A Seoul, non considerando il passaggio autostradale all’arrivo, sono arrivato il sabato mattina del fine settimana in cui si festeggiava la festa del Chuseok, la principale festività coreana, ben due giorni di vacanze! Siamo arrivai in bus nella parte orientale della città e fortunatamente Ki aveva le carte oltre a conoscere il coreano (essendo coreano, ovvio), perché senza sarebbe stato un po’ difficile capire come poter comprare i biglietti della metro, oltre a capire quale linea prendere, infatti le comode mappe tascabili che si possono liberamente prendere alla stazione hanno un solo difetto: sono in caratteri coreani. Fortunatamente poi dentro i nomi delle stazioni sono anche in caratteri latini. Una simpatica musichetta annuncia l’arrivo di ogni vagone, insieme ad un monitor che con dei disegnini comunica in tempo reale la posizione del treno sulla linea. Dentro i vagoni sono molto larghi e spaziosi, non solo più di quelli dell’angusta metropolitana di Londra o della non larga metropolitana di Parigi, ma anche di quella di Roma mi pare. E’ sabato e quindi non corro il rischio di sperimentare grandi affollamenti, temo che nei giorni lavorativi anche qui hanno del personale per “agevolare” la discesa e la salita (ovvero ti premono dentro il vagone, sono famosi a Tokyo per farlo ma io li ho visti anche a Parigi). Devono però essere stati molto scioccati dall’attentato alla metropolitana di Tokyo, perché i monitor nel vagone trasmettono in continuazione le istruzioni per un’emergenza dovuta a gas nocivi nella metropolitana, e nelle banchine sono ben visibili degli armadi con maschere antigas e altre protezioni in plastica. Infine, nei due/tre viaggi fatti in metropolitana, ho potuto notare come non passino musicisti nei vagoni o altri a chiedere elemosina, ma dei signori a vendere una specie di calzino elasticizzato (promuovevano il prodotto ma in coreano con scritte anch’esse in coreano, quindi non ho potuto cogliere tutte le qualità di questi oggetti).

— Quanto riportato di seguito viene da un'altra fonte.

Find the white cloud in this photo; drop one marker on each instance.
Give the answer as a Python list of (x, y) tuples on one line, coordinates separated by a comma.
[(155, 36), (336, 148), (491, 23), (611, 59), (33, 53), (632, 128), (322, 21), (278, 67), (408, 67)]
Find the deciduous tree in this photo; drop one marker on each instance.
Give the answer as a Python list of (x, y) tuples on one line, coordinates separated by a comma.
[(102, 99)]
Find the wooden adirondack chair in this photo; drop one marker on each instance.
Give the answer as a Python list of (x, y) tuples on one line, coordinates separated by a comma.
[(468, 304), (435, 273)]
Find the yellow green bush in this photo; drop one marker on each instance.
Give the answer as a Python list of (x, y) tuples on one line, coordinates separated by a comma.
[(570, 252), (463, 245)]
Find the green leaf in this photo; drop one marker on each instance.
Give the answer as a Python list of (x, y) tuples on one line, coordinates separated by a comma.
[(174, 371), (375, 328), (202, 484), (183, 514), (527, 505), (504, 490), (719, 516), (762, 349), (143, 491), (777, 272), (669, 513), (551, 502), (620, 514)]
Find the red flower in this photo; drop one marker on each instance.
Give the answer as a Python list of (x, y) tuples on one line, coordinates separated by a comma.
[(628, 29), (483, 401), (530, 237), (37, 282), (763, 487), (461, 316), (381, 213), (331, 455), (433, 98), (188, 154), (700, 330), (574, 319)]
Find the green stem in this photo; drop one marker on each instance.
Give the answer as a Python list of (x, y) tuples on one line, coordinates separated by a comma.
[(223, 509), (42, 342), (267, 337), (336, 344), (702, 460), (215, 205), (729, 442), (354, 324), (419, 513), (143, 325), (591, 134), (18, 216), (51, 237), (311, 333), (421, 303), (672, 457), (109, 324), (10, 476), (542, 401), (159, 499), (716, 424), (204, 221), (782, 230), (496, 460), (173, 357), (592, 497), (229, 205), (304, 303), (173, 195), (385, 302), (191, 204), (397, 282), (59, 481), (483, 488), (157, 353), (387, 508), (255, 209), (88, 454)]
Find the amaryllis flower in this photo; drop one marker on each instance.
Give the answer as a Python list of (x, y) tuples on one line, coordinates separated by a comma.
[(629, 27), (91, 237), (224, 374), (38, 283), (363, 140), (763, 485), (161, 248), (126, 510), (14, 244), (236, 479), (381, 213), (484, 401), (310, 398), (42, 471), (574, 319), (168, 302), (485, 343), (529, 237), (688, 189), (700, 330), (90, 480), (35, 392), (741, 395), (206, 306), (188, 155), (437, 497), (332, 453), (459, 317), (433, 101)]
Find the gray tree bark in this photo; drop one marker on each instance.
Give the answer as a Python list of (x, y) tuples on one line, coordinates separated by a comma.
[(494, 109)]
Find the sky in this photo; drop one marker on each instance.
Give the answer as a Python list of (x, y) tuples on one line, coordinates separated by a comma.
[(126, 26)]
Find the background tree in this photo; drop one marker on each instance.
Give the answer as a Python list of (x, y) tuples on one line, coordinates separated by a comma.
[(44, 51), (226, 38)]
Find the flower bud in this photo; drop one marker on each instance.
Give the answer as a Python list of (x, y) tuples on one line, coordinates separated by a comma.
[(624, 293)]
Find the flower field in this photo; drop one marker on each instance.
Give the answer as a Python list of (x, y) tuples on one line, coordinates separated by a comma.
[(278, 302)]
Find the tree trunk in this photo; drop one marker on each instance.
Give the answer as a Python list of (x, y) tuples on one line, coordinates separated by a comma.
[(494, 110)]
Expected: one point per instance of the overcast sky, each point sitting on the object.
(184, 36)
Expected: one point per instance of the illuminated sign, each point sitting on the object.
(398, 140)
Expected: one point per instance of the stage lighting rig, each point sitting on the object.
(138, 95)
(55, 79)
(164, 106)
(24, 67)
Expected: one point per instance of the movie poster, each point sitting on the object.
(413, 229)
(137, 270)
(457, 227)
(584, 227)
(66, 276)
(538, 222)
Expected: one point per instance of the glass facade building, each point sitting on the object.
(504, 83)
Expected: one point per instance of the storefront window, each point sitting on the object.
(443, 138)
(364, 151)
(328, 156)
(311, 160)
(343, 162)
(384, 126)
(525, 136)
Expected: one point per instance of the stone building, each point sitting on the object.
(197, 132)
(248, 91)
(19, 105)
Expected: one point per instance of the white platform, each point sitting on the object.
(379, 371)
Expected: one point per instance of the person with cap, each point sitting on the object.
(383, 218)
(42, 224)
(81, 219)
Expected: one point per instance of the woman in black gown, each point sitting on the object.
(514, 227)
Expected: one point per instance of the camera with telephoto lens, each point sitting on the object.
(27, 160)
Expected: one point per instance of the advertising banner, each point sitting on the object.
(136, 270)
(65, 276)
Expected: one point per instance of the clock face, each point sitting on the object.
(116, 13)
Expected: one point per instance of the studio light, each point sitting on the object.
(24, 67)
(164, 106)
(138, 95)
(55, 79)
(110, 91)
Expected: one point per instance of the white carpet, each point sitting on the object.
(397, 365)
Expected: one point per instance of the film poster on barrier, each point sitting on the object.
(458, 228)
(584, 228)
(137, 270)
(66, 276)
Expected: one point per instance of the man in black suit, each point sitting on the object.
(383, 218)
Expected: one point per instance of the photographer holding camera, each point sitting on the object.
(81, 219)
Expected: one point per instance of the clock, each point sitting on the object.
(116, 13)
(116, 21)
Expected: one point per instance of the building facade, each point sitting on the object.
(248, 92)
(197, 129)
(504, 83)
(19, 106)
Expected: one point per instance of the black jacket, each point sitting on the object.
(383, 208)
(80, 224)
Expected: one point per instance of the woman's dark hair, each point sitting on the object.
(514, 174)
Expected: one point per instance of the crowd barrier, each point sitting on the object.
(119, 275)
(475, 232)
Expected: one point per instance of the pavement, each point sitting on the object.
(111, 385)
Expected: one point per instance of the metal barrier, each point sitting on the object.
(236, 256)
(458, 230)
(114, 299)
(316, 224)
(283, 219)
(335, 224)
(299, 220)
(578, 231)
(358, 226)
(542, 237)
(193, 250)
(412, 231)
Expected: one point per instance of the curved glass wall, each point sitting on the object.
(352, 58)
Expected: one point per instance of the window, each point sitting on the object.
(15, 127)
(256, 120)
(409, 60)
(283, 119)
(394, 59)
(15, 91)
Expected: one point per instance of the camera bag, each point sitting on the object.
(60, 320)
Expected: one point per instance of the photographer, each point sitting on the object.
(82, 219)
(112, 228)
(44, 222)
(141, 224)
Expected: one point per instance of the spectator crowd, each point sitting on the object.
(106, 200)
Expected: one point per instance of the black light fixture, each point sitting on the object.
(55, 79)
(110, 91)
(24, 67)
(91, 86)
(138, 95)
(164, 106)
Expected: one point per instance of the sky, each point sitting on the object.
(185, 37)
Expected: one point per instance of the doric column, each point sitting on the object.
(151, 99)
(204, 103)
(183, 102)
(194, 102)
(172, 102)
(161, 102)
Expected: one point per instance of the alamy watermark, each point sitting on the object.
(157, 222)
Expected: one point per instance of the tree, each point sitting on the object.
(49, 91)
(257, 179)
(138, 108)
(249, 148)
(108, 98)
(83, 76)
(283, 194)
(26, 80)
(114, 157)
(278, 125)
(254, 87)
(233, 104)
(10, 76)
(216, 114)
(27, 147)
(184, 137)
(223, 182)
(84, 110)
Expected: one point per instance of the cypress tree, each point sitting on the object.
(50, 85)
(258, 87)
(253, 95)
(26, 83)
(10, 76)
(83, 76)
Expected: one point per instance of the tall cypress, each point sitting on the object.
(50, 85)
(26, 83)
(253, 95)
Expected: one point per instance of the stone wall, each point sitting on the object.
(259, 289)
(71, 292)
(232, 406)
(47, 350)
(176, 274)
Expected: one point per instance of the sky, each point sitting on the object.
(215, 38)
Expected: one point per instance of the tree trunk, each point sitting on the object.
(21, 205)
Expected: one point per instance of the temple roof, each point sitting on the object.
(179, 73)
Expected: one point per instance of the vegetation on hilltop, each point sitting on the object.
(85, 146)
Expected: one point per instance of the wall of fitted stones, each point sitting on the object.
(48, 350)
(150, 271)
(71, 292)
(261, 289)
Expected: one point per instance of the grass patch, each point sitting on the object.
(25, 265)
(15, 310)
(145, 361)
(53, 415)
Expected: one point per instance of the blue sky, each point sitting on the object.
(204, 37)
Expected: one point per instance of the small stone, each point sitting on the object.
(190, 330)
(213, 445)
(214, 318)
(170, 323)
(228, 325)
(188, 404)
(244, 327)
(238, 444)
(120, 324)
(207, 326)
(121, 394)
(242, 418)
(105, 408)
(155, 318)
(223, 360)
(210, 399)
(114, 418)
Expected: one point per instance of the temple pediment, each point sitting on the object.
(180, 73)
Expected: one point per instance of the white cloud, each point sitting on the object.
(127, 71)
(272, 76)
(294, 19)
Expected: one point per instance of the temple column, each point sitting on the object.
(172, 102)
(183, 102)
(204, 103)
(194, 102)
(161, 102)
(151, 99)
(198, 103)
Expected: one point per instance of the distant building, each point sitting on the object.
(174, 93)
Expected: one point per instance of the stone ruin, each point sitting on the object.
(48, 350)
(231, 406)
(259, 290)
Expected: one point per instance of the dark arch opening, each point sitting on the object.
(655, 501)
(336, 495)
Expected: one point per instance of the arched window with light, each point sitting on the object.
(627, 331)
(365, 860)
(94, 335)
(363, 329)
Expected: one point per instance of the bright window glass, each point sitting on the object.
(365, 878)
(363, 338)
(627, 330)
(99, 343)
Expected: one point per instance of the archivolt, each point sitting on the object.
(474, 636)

Le strade di Seoul possono anche riempirsi di ristoranti, negozi, in un curioso mélange di occidente e oriente, quando ai negozi delle grandi case americane si affiancano le insegne luminose e colorate dell’oriente, con i segni dell’alfabeto coreano che sono composti come per formare un carattere (alla cinese) pur non essendo ideogrammi. La domenica mattina, pigramente verso le dieci, i negozi sono comunque aperti, alcuni avventori si aggirano lenti e radi, tra le vetrine e i coffe-shop all’americana, poi mano mano quando l’ora di pranzo si avvicina (che in Corea è a mezzogiorno) la folla aumenta, ma noi dopo pranzo andiamo a vedere la città dall’alto. Non lontano dal centro di Seoul, proseguendo la salita dal quartiere delle ambasciate, si apre un grande parco, in salita, su una collina più alta delle altre, che non arriva ad essere una montagna (come quella dietro il palazzo reale, per esempio) ma è abbastanza alta e ripida per essersi salvata dalle costruzioni compulsive del dopoguerra, e sulla sua sommità si trova una torre (simile per dire a quella di Sydney) da cui si può vedere tutta la sterminata città. Purtroppo è un giorno così nuvoloso che non saliamo perché la cima è già dentro le nuvole, ma anche dalla base possiamo ammirare da un lato e dall’altro, emergendo dalla bruma, la città, con i suoi grandi palazzi, le abitazioni che sembrano grandi caserme (ancor più inquietanti perché numerate, con numeri e segni a caratteri cubitali che si distinguono da lontano), i grattacieli, le intricate case basse e i parchi, che coincidono per lo più con il palazzo reale, quello del principe e le basi (o ex-basi) militari americane.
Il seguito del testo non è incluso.